Tunçmatik, babanın yaratıcı, oğlunun ‘iş’ gücüyle büyüdü

Mustafa Kemal ÇOLAK
Mustafa Kemal ÇOLAK Kökler ve Kanatlar

Yaşı, televizyonun hayatımıza giriş dönemlerini hatırlamaya yetenler çok iyi bilecektir. 1970’lerin başında siyah beyaz ekranlarla tanışan ailelerin ikinci bir masraf kalemi daha vardı. Televizyona gelen elektriğin voltaj ayarını yapmak için mutlaka regülatör adı verilen cihazın da kullanılması gerekiyordu. Salonun baş köşesine konulan televizyonların hemen yanına, sehpa üzerine kahverengi, kırmızı düğmeli regülatörler de iliştirilir, ‘ilk hangisi çalıştırılmalı acaba’ sorusu eşliğinde, iki cihaz bir arada kullanılırdı. Milyonlarca evde, koca televizyona kumanda ettiğine inanılan regülatörlere ayrı bir hayranlık beslenirdi.

 

 

 

 

 

Uzun yıllar babası Tuncay Özer (oturan) ile yan yana çalışan Tunçmatik YKB Mehmet Özer, ekibi ile birlikte enerji depolamaya yönelik yeni ürününü 3 yıllık bir çalışmayla geliştirdi. 

Yıllarca kullanılan regülatörler, zamanla teknolojinin gelişmesiyle ömrünü tamamladı, 80’li yıllarla birlikte piyasadan silindi. Ancak ilk iş deneyimini regülatörle kazanan bir şirket, yoluna emin adımlarla devam ediyor.

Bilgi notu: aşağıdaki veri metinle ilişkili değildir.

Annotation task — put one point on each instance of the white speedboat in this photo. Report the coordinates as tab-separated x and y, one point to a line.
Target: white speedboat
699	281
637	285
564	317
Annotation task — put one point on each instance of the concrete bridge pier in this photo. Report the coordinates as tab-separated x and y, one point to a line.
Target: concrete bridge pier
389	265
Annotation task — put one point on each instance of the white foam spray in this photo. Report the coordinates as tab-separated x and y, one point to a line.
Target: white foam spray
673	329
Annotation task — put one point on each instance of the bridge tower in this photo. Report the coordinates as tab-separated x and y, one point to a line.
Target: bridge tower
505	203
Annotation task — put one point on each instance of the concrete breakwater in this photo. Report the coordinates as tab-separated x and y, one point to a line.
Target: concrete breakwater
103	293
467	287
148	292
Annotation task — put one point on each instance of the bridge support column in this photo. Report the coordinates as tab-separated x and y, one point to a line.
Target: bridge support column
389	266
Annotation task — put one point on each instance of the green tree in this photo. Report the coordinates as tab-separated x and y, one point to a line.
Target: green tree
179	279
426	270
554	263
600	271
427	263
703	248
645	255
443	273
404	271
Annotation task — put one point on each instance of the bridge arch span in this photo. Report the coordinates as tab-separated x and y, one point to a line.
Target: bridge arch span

Yüksek mühendis Tuncay Özer’in kısa süren profesyonel yaşamın ardından, 1969 yılında faaliyete geçirdiği Tunçmatik, o tarihlerden günümüze uzanan 53 yıllık dönemde hep enerji alanıyla ilgilendi. Regülatör üretimiyle ünlendi. Karaköy’de bir atölyede başlayan üretim, Tunçmatik’e kısa sürede sıfırdan fabrika kurdurdu. Ümraniye’deki tesiste, yıllarca Anadolu’ya regülatör taşıyan uzun kamyon kuyrukları oluştu.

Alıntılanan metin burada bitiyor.